The primary purpose of this thesis is to test the Fisher Hypothesis, identifying the relationship between stock returns and inflation, in Korean Stock Market. In addition to this analysis and as a secondary purpose, this study discusses the economic explanation about the relation, especially the anomalous negative relation between stock returns and various rates of inflation.
To clarify the relationship between stock returns and inflation in Korean Stock Market, various models were empirically tested for two periods, 1976.1 - 1980.12 and 1981.1 - 1984.12, differencing the level of rates of inflation. According to the results, the anomalous negative relation was indentified in the hyper-inflation period, 1976.1 - 1980.12. On the contrary, the Fisher Hypothesis was not rejected in the period of low level of inflation rates, 1981.1 - 1984.12.
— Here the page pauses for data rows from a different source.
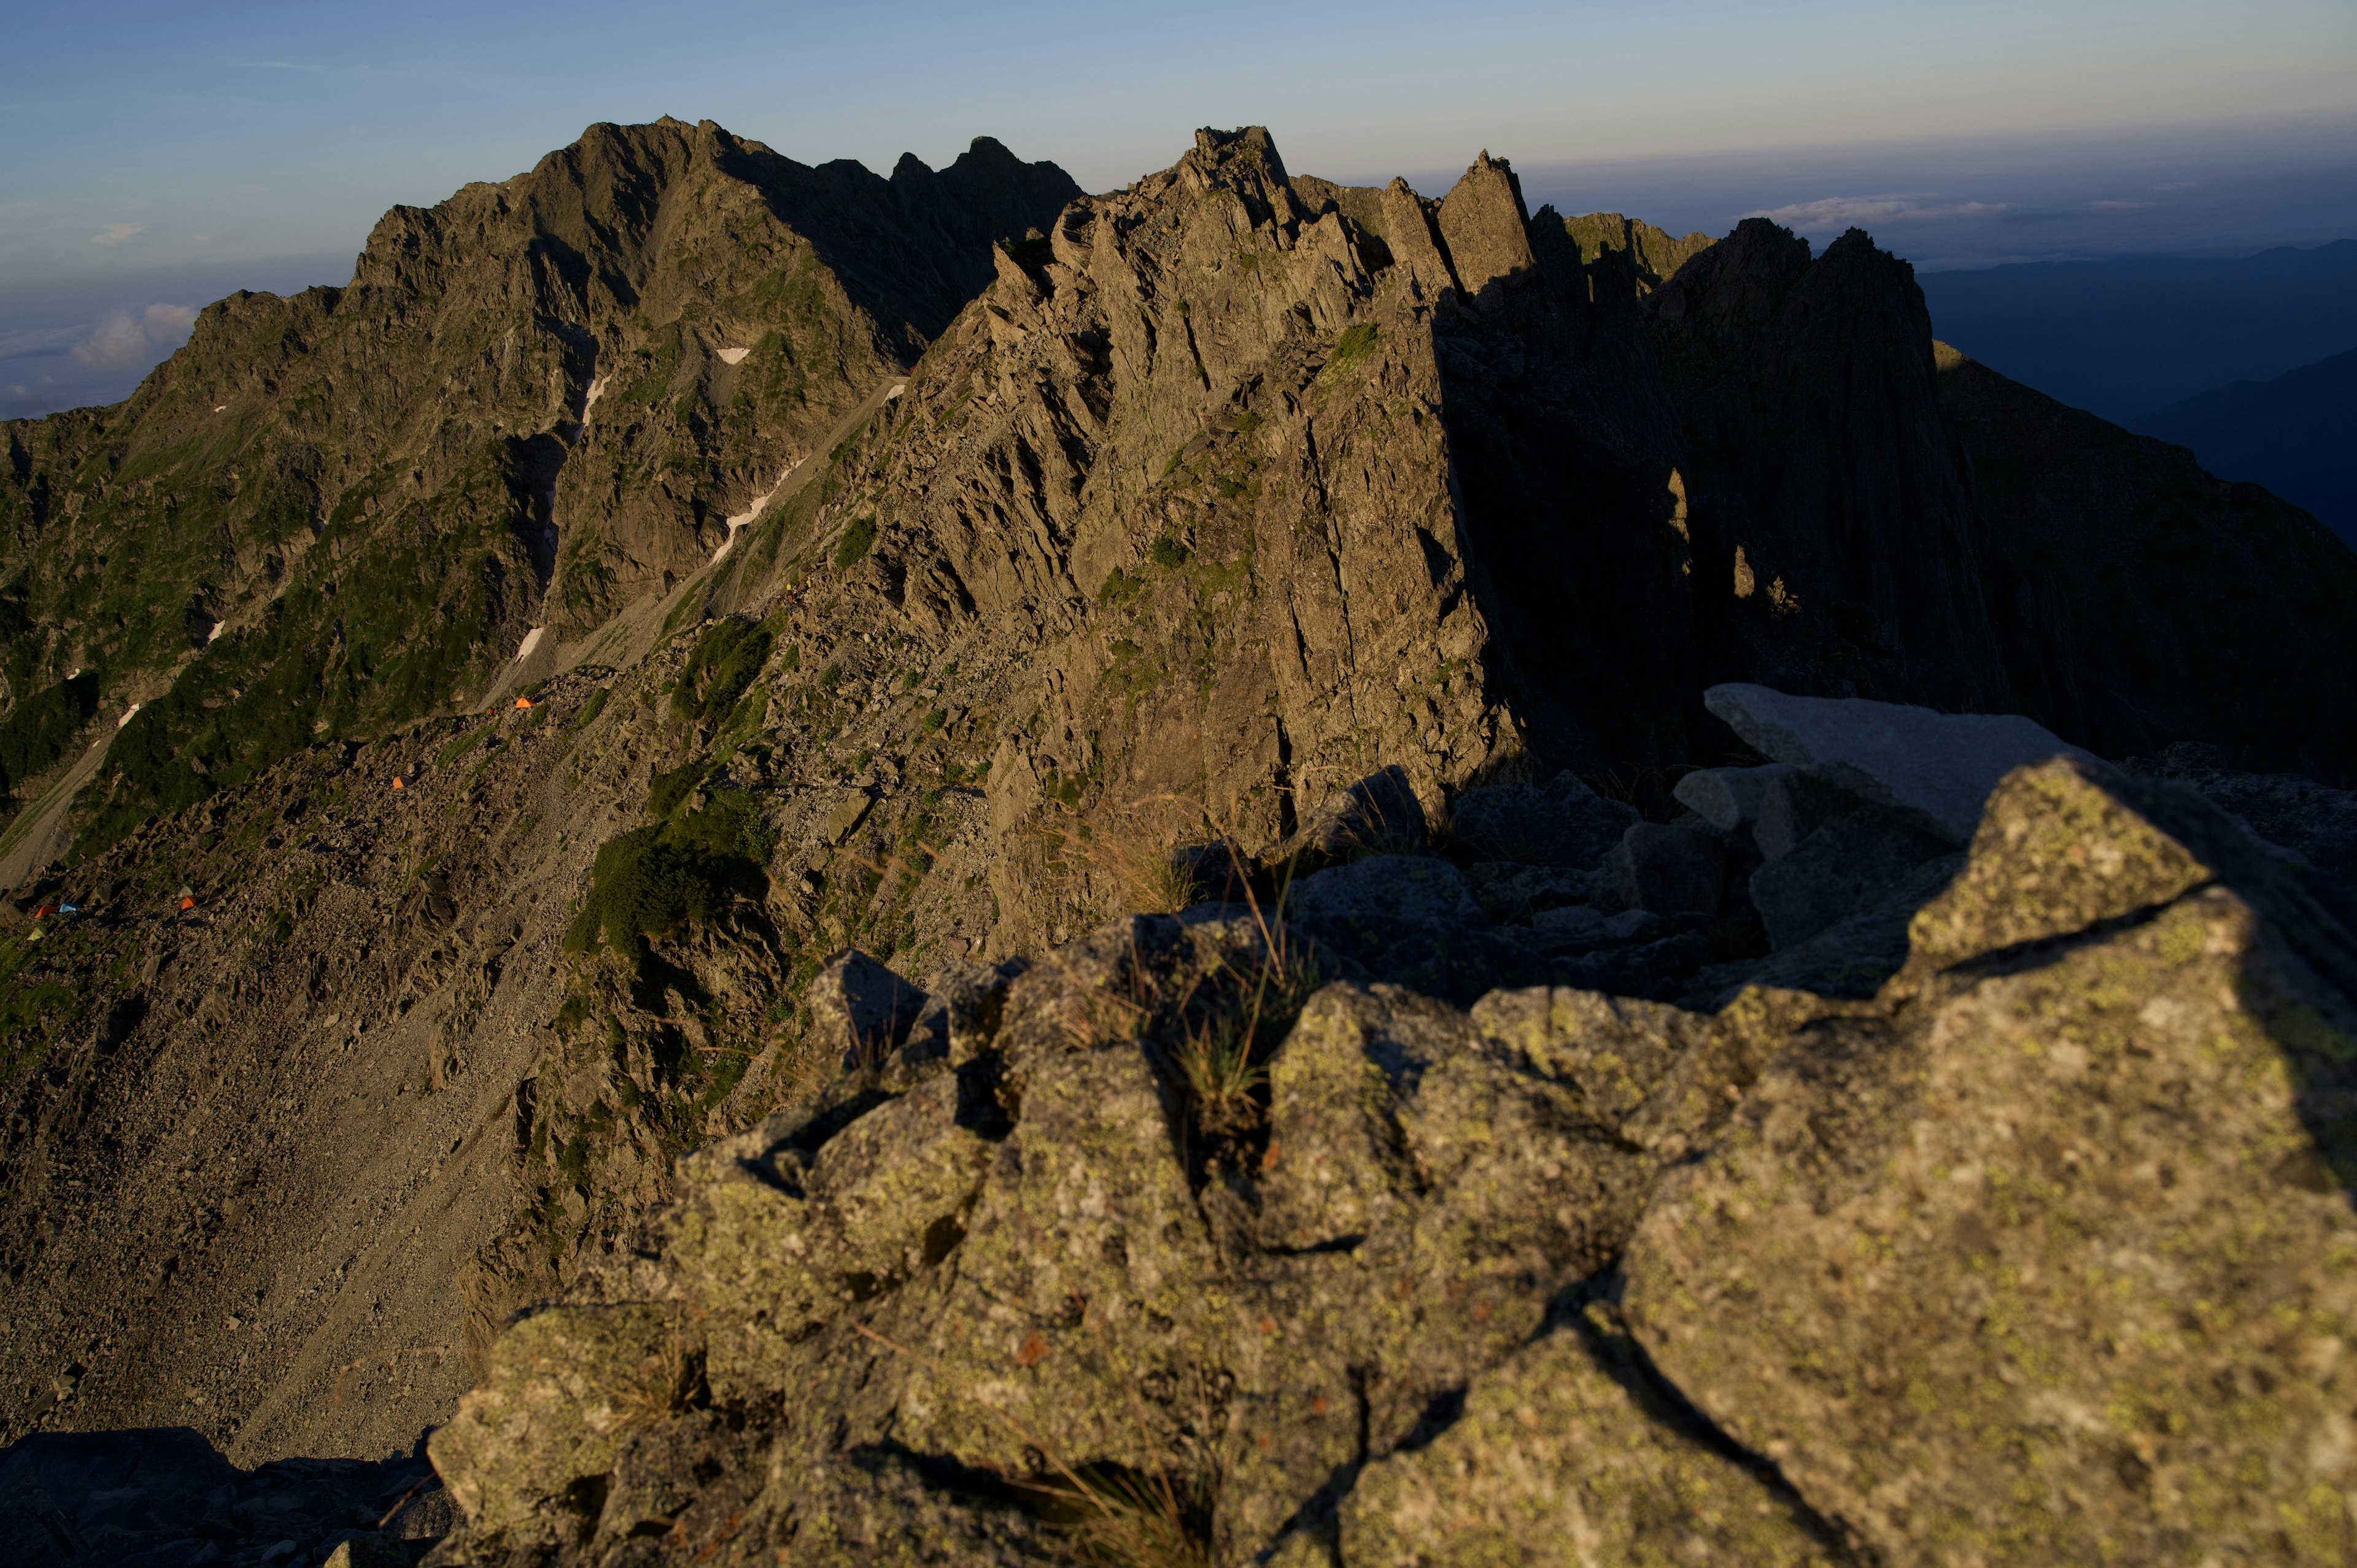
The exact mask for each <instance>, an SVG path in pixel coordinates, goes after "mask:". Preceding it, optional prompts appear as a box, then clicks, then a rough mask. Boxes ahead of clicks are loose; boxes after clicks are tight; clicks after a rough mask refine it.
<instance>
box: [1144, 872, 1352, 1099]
mask: <svg viewBox="0 0 2357 1568" xmlns="http://www.w3.org/2000/svg"><path fill="white" fill-rule="evenodd" d="M1230 856H1233V849H1230ZM1235 872H1237V875H1235V882H1237V884H1240V887H1242V889H1244V908H1249V910H1252V922H1254V927H1256V934H1259V943H1256V948H1254V953H1252V955H1249V957H1244V960H1228V962H1223V964H1221V967H1219V969H1216V971H1211V974H1209V976H1207V979H1204V981H1202V983H1197V993H1195V995H1193V997H1188V1002H1193V1007H1188V1009H1183V1014H1186V1016H1188V1023H1186V1035H1183V1037H1181V1040H1178V1045H1174V1047H1171V1066H1174V1068H1176V1073H1178V1082H1181V1087H1183V1089H1186V1096H1188V1111H1190V1115H1193V1120H1195V1127H1197V1129H1200V1132H1202V1134H1207V1137H1211V1139H1230V1137H1237V1134H1242V1132H1249V1129H1252V1127H1256V1125H1259V1122H1261V1096H1259V1092H1261V1089H1263V1087H1266V1082H1268V1056H1270V1052H1275V1049H1277V1045H1280V1042H1282V1037H1285V1030H1289V1028H1292V1023H1294V1019H1296V1016H1299V1014H1301V1004H1303V1002H1306V1000H1308V995H1310V990H1315V988H1318V981H1320V974H1318V964H1315V962H1310V957H1308V953H1306V950H1303V948H1301V946H1299V943H1296V941H1294V936H1292V931H1289V929H1287V924H1285V898H1287V896H1289V891H1292V879H1289V877H1287V882H1285V884H1280V887H1277V896H1275V905H1273V908H1266V910H1263V908H1261V898H1259V894H1254V891H1252V879H1249V877H1247V875H1242V865H1237V868H1235Z"/></svg>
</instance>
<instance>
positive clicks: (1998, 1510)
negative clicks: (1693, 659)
mask: <svg viewBox="0 0 2357 1568" xmlns="http://www.w3.org/2000/svg"><path fill="white" fill-rule="evenodd" d="M2303 875H2305V872H2303V870H2300V868H2296V865H2291V863H2286V861H2282V858H2277V856H2272V854H2267V851H2263V849H2260V846H2256V844H2253V842H2251V839H2249V837H2246V835H2244V832H2242V830H2239V828H2237V825H2234V823H2230V821H2227V818H2223V816H2218V813H2216V811H2211V809H2206V806H2204V804H2201V802H2197V799H2192V797H2190V795H2180V792H2168V790H2166V788H2159V785H2140V783H2135V780H2126V778H2119V776H2114V773H2110V771H2102V769H2086V766H2079V764H2069V762H2060V764H2048V766H2036V769H2020V771H2015V773H2013V776H2008V778H2006V780H2003V785H2001V788H1999V790H1996V795H1994V797H1992V799H1989V809H1987V816H1985V821H1982V828H1980V832H1978V837H1975V842H1973V854H1970V863H1968V865H1966V870H1963V872H1961V875H1959V879H1956V884H1954V887H1952V889H1949V891H1947V894H1942V896H1940V898H1935V901H1933V903H1930V905H1928V908H1923V910H1921V915H1916V922H1914V948H1916V955H1914V960H1912V964H1909V969H1907V971H1904V974H1902V976H1900V979H1897V981H1895V983H1893V986H1890V988H1886V995H1883V1004H1881V1007H1879V1009H1871V1012H1850V1014H1843V1016H1829V1019H1820V1021H1817V1023H1813V1026H1808V1028H1801V1030H1798V1033H1794V1035H1791V1040H1789V1045H1787V1047H1784V1049H1782V1054H1780V1056H1777V1059H1775V1061H1772V1063H1770V1066H1768V1068H1765V1070H1763V1073H1761V1078H1758V1082H1754V1085H1751V1089H1749V1092H1747V1094H1744V1099H1742V1106H1739V1108H1737V1113H1735V1118H1732V1122H1730V1125H1728V1129H1725V1134H1723V1137H1721V1139H1718V1141H1716V1144H1714V1146H1711V1148H1709V1151H1706V1153H1704V1158H1702V1160H1699V1162H1695V1165H1690V1167H1685V1170H1681V1172H1678V1174H1673V1177H1671V1179H1669V1181H1666V1184H1664V1188H1662V1193H1659V1195H1657V1198H1655V1205H1652V1210H1650V1212H1648V1217H1645V1221H1643V1226H1640V1231H1638V1238H1636V1243H1633V1245H1631V1252H1629V1259H1626V1264H1624V1266H1626V1273H1629V1294H1626V1306H1629V1320H1631V1325H1633V1330H1636V1335H1638V1339H1640V1342H1643V1344H1645V1349H1648V1353H1650V1356H1652V1361H1655V1365H1657V1368H1659V1370H1662V1375H1664V1377H1669V1379H1671V1382H1673V1384H1676V1386H1678V1389H1681V1394H1685V1398H1690V1401H1692V1403H1695V1405H1697V1408H1699V1410H1702V1412H1704V1415H1706V1417H1709V1419H1714V1422H1716V1424H1718V1427H1721V1429H1723V1431H1728V1434H1730V1436H1732V1438H1735V1441H1737V1443H1744V1445H1747V1448H1751V1450H1754V1452H1761V1455H1765V1457H1770V1460H1772V1462H1775V1464H1777V1467H1780V1469H1782V1474H1784V1476H1787V1478H1789V1481H1791V1483H1794V1485H1796V1488H1798V1490H1801V1493H1803V1495H1805V1497H1808V1500H1810V1502H1813V1504H1815V1507H1817V1509H1820V1511H1822V1514H1827V1516H1831V1518H1838V1521H1841V1523H1843V1526H1848V1528H1853V1530H1855V1533H1857V1535H1860V1537H1864V1540H1867V1542H1869V1544H1871V1547H1874V1549H1876V1551H1881V1554H1883V1556H1886V1559H1888V1561H1893V1563H2055V1561H2135V1563H2201V1561H2220V1554H2225V1556H2258V1554H2270V1556H2277V1559H2282V1561H2315V1563H2326V1561H2345V1559H2348V1554H2350V1551H2352V1549H2357V1535H2352V1521H2350V1511H2348V1504H2345V1497H2348V1493H2350V1485H2352V1478H2357V1476H2352V1448H2350V1441H2348V1431H2350V1429H2348V1415H2345V1412H2348V1408H2350V1401H2352V1389H2350V1386H2348V1372H2345V1370H2343V1346H2345V1344H2348V1339H2350V1335H2352V1332H2357V1219H2352V1214H2350V1200H2348V1193H2345V1181H2348V1177H2350V1172H2352V1170H2357V1160H2352V1155H2357V1139H2352V1120H2350V1106H2352V1080H2357V1073H2352V1068H2357V1009H2352V1004H2350V990H2348V979H2350V976H2352V974H2357V964H2352V962H2350V953H2352V943H2350V934H2348V927H2345V924H2341V920H2338V917H2336V915H2333V910H2331V908H2329V905H2326V903H2319V901H2317V898H2315V896H2310V889H2305V887H2303V882H2300V877H2303Z"/></svg>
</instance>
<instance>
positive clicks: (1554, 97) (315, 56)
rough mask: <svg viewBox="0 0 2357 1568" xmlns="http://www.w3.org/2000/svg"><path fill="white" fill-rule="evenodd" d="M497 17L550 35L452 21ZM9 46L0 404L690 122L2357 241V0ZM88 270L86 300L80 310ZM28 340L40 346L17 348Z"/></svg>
mask: <svg viewBox="0 0 2357 1568" xmlns="http://www.w3.org/2000/svg"><path fill="white" fill-rule="evenodd" d="M488 35H502V38H530V40H533V47H530V50H502V52H495V54H493V52H483V50H476V47H471V45H464V42H462V40H481V38H488ZM455 40H460V42H455ZM717 45H726V47H717ZM12 64H14V66H16V71H14V73H12V92H9V101H7V104H5V106H0V125H7V130H9V149H12V158H7V160H5V165H0V361H5V363H0V413H28V410H33V403H40V398H42V396H64V394H66V387H64V382H59V380H54V377H59V375H66V373H68V370H71V373H73V375H75V377H80V380H78V382H75V387H78V389H75V396H85V394H87V396H92V398H97V396H106V398H111V396H123V394H125V391H130V387H132V380H123V377H125V375H127V373H130V361H120V363H118V365H115V370H113V375H115V382H108V384H99V382H97V380H92V377H94V375H97V365H90V363H85V361H80V358H78V356H75V354H73V347H75V344H94V342H99V335H101V332H106V330H111V323H113V321H115V314H123V318H125V321H127V323H130V325H127V328H120V330H113V335H111V337H106V342H111V344H127V342H132V340H134V337H137V342H144V344H148V347H156V344H165V342H167V337H170V332H167V330H165V332H158V328H151V325H148V321H146V309H148V304H153V302H158V299H212V297H217V295H219V292H226V288H236V285H250V288H264V285H273V288H276V285H280V283H276V281H278V278H283V281H285V283H292V285H302V283H342V281H344V278H346V276H349V257H351V255H354V252H356V250H358V248H361V243H363V241H365V236H368V231H370V226H372V224H375V219H377V217H379V215H382V212H384V210H387V207H389V205H394V203H412V205H431V203H436V200H441V198H443V196H448V193H450V191H455V189H457V186H462V184H467V182H474V179H504V177H509V174H516V172H521V170H526V167H530V165H533V163H535V160H537V158H540V156H544V153H547V151H552V149H556V146H563V144H568V141H573V139H575V137H577V134H580V130H582V127H585V125H589V123H594V120H653V118H658V116H662V113H676V116H681V118H691V120H693V118H712V120H719V123H721V125H726V127H728V130H733V132H738V134H745V137H754V139H759V141H766V144H771V146H775V149H778V151H783V153H790V156H794V158H799V160H804V163H823V160H827V158H858V160H860V163H865V165H867V167H872V170H879V172H884V170H891V165H893V163H896V158H898V153H900V151H903V149H912V151H915V153H917V156H919V158H924V160H926V163H933V165H936V167H938V165H940V163H945V160H950V158H955V156H957V151H962V149H964V146H966V141H969V139H971V137H973V134H992V137H999V139H1002V141H1006V144H1009V146H1011V149H1016V151H1018V153H1021V156H1025V158H1054V160H1058V163H1063V165H1065V167H1068V170H1070V172H1072V174H1075V179H1080V182H1082V184H1084V186H1089V189H1110V186H1120V184H1127V182H1129V179H1134V177H1136V174H1138V172H1143V170H1153V167H1164V165H1167V163H1169V160H1171V158H1174V156H1176V153H1178V151H1183V149H1186V144H1188V139H1190V132H1193V127H1195V125H1242V123H1268V125H1270V130H1273V132H1275V137H1277V144H1280V146H1282V149H1285V158H1287V163H1289V167H1296V170H1303V172H1318V174H1327V177H1334V179H1376V182H1379V179H1386V177H1391V174H1395V172H1402V174H1407V177H1409V179H1412V182H1414V184H1419V189H1424V186H1428V184H1433V189H1435V191H1438V189H1442V184H1445V182H1447V179H1454V172H1457V170H1461V167H1464V163H1466V160H1468V158H1471V156H1473V151H1475V149H1483V146H1487V149H1492V151H1497V153H1501V156H1511V158H1513V160H1516V167H1520V170H1525V189H1527V191H1532V205H1537V200H1556V205H1558V207H1560V210H1565V212H1589V210H1622V212H1633V215H1638V217H1645V219H1650V222H1659V224H1666V226H1673V229H1681V231H1683V229H1706V231H1714V233H1723V231H1725V229H1728V226H1732V222H1735V219H1737V217H1742V215H1749V212H1763V215H1768V217H1775V219H1777V222H1784V224H1791V226H1794V229H1796V231H1801V233H1805V236H1810V238H1813V241H1820V243H1822V241H1827V238H1831V236H1834V233H1838V231H1841V229H1846V226H1850V224H1860V226H1867V229H1871V231H1874V233H1876V238H1881V241H1883V243H1888V245H1893V248H1895V250H1900V252H1902V255H1909V257H1914V259H1916V262H1919V266H1985V264H1992V262H2001V259H2036V257H2060V255H2091V252H2117V250H2133V248H2171V245H2176V248H2206V250H2216V248H2220V243H2227V241H2239V238H2246V241H2249V245H2246V248H2258V245H2270V243H2319V241H2324V238H2338V236H2341V233H2350V231H2352V229H2357V219H2352V215H2357V7H2352V5H2348V2H2345V0H2242V2H2239V5H2234V7H2220V5H2216V2H2213V0H2062V2H2060V5H2058V2H2055V0H1952V2H1949V5H1942V7H1890V5H1886V2H1881V0H1803V5H1796V7H1756V5H1739V2H1737V0H1664V5H1657V7H1645V9H1643V12H1636V9H1631V7H1622V5H1607V2H1603V0H1473V2H1471V5H1464V7H1452V9H1450V12H1447V17H1445V19H1442V21H1435V14H1433V12H1431V9H1428V7H1419V5H1409V2H1407V0H1351V2H1346V0H1303V2H1301V5H1292V7H1266V5H1242V2H1240V0H1202V5H1200V7H1197V9H1195V12H1193V14H1190V26H1186V28H1171V26H1169V14H1167V9H1162V7H1141V5H1108V2H1096V5H1082V2H1080V0H1023V2H1021V5H1002V7H971V5H952V2H950V0H905V2H903V5H900V7H896V9H893V14H891V17H889V21H886V19H879V14H877V12H872V9H867V7H823V5H808V2H799V5H797V2H790V5H752V0H709V2H705V5H700V7H698V9H695V12H693V14H676V12H648V9H646V7H643V5H636V0H629V2H625V0H568V2H566V5H556V2H554V0H471V2H469V5H457V0H415V5H405V7H398V9H382V7H377V9H365V7H318V5H292V2H288V0H259V2H257V5H245V7H236V9H233V12H191V9H189V7H184V5H163V2H160V0H130V2H127V5H118V7H106V9H104V12H92V9H90V7H82V9H59V7H52V9H45V12H35V14H28V17H24V19H16V21H14V24H12ZM1959 149H1963V151H1959ZM1975 149H1978V151H1975ZM2154 149H2161V151H2154ZM2065 165H2069V167H2077V170H2081V172H2086V174H2088V179H2079V182H2072V179H2058V170H2062V172H2067V170H2065ZM2126 165H2135V167H2133V177H2121V172H2124V167H2126ZM1435 182H1440V184H1435ZM2267 182H2275V184H2277V186H2282V191H2277V193H2275V196H2265V193H2263V196H2258V198H2244V196H2237V191H2244V193H2249V191H2260V189H2263V186H2265V189H2270V191H2272V189H2275V186H2270V184H2267ZM2286 182H2289V184H2286ZM2065 186H2069V189H2065ZM295 257H304V266H302V269H295V266H292V262H290V259H295ZM323 257H328V259H323ZM337 257H339V259H337ZM240 269H243V271H240ZM184 276H186V278H196V276H203V285H198V283H196V281H181V278H184ZM224 276H229V278H231V281H229V283H222V285H217V283H219V281H222V278H224ZM108 278H113V281H118V288H115V290H113V292H111V295H106V297H87V295H90V288H85V285H92V288H94V285H99V283H106V281H108ZM59 290H68V292H75V290H80V292H75V299H78V304H75V307H73V309H71V311H68V309H64V307H61V304H59V302H57V299H59ZM26 330H38V332H47V337H42V344H47V347H42V349H38V351H33V349H21V351H12V349H9V344H12V342H16V337H14V335H16V332H26ZM59 335H64V337H59ZM59 342H64V344H66V347H57V344H59ZM92 351H94V354H97V349H92ZM108 354H113V349H108ZM35 358H40V361H42V365H40V373H38V375H31V377H28V375H12V373H9V368H19V370H21V368H24V363H31V361H35ZM134 358H137V356H134ZM40 377H52V384H49V391H47V394H40V387H42V380H40ZM19 387H24V391H21V394H19V391H16V389H19Z"/></svg>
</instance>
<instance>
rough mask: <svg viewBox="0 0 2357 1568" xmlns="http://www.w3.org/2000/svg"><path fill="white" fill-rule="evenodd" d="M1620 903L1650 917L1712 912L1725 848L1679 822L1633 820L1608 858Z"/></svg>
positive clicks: (1708, 836) (1717, 907)
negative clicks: (1648, 910) (1624, 904)
mask: <svg viewBox="0 0 2357 1568" xmlns="http://www.w3.org/2000/svg"><path fill="white" fill-rule="evenodd" d="M1607 863H1610V865H1612V879H1615V884H1617V887H1619V896H1622V903H1626V905H1629V908H1631V910H1650V913H1655V915H1716V913H1718V901H1721V896H1723V894H1725V879H1728V851H1725V846H1721V842H1718V839H1714V837H1711V835H1706V832H1697V830H1692V828H1685V825H1681V823H1636V825H1631V828H1629V832H1624V835H1622V842H1619V844H1615V846H1612V856H1610V861H1607Z"/></svg>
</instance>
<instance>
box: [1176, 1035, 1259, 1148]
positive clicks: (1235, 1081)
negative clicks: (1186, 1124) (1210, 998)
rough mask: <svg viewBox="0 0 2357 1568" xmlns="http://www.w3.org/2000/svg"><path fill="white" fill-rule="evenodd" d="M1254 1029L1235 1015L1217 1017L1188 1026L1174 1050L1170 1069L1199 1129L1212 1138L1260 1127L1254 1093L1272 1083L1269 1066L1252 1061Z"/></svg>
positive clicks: (1255, 1100) (1258, 1104) (1253, 1055)
mask: <svg viewBox="0 0 2357 1568" xmlns="http://www.w3.org/2000/svg"><path fill="white" fill-rule="evenodd" d="M1252 1045H1254V1040H1252V1028H1249V1023H1247V1021H1244V1019H1237V1016H1235V1014H1214V1016H1209V1019H1202V1021H1200V1023H1195V1026H1190V1028H1188V1033H1186V1040H1181V1042H1178V1045H1176V1047H1174V1049H1171V1066H1176V1068H1178V1082H1181V1085H1183V1087H1186V1096H1188V1108H1190V1111H1193V1115H1195V1125H1197V1127H1200V1129H1202V1132H1207V1134H1211V1137H1230V1134H1237V1132H1247V1129H1249V1127H1254V1125H1259V1120H1261V1106H1259V1101H1256V1099H1254V1089H1259V1087H1261V1085H1263V1082H1268V1063H1263V1061H1254V1049H1252Z"/></svg>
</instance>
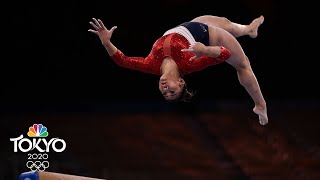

About these empirical findings and according to the additional tests, this study reveals that the negative relation between stock returns and inflation in the hyper-inflation period can be explained by economic uncertainty model and reverse causality model, not proxy effect hypothesis. That is, the market risk premium for common stocks, which is increased as a response to increased economic uncertainty with increased inflation uncertainty, reduces the market value of common stocks and investors prefer other nonmonetary assets, like real estate, government bonds, corporate bonds.